Equity Bank has sent home 200 of its 300 workers in South Sudan following closure of more than half of its branches in the troubled country.

Regional lender Equity Bank has announced a 7 percent drop in its first half net profit as the bank continues to grapple with effects of the interest capping law.

The Kenya-based bank has also frozen lending in the country due to political uncertainty as a protracted civil war brought many businesses in South Sudan to a halt.

Equity, which had thirteen branches in the troubled country, now only operates five with the closures having been announced in May.

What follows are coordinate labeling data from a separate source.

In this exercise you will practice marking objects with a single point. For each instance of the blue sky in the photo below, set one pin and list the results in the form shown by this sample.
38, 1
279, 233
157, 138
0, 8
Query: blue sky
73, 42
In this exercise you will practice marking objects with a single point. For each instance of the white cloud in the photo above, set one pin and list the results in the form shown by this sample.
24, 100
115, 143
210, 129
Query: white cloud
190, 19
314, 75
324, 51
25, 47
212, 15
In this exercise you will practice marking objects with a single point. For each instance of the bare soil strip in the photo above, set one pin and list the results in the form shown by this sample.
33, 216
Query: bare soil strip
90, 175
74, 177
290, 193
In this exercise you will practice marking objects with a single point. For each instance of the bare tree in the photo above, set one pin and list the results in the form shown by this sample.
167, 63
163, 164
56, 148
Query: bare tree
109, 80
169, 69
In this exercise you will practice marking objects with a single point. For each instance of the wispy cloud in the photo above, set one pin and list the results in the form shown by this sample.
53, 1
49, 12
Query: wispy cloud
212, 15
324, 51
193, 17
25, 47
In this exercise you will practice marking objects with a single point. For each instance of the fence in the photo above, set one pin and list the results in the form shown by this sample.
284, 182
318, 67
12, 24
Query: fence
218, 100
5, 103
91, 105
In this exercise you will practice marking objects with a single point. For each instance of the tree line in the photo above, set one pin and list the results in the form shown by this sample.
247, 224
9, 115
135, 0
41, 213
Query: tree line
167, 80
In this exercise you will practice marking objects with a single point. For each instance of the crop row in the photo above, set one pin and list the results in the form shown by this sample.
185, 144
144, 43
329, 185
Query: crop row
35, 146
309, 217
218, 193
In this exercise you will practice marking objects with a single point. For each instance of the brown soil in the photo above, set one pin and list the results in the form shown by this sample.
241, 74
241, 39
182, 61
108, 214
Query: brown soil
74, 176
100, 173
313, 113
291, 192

During the six month period, Equity Bank’s profit stood at Sh9.4 billion down from Sh10 billion in 2016.

This was revealed at an investor briefing Tuesday morning, as the Group CEO James Mwangi said that equity bank had recorded a 7.4 per cent drop in half-year after-tax profit as interest income took a hit from the rate cap law.

Mr Mwangi said the bank is going to focus on prioritizing stability rather than profitability as it adjusts to the new lending regime as well as raising  its investment in government securities from Sh73bn to Sh115 billion

“The banking industry going through a difficult environment. Interest rate caps has had effect on the economy,” he said at the briefing.

The lender’s net profit for the period to June 2017 was at KSh9.33 billion compared to 10.07 billion in a similar period last year.

Net interest income for the top-tier lender fell by 15.5 per cent to KSh17.9 billion from KSh21.2 billion in June 2016.

Equity’s loan book contracted to KSh265 billion in the period under review, compared to KSh269 billion last year.

Non-interest income went up 19.6 per cent to Sh12.9 billion.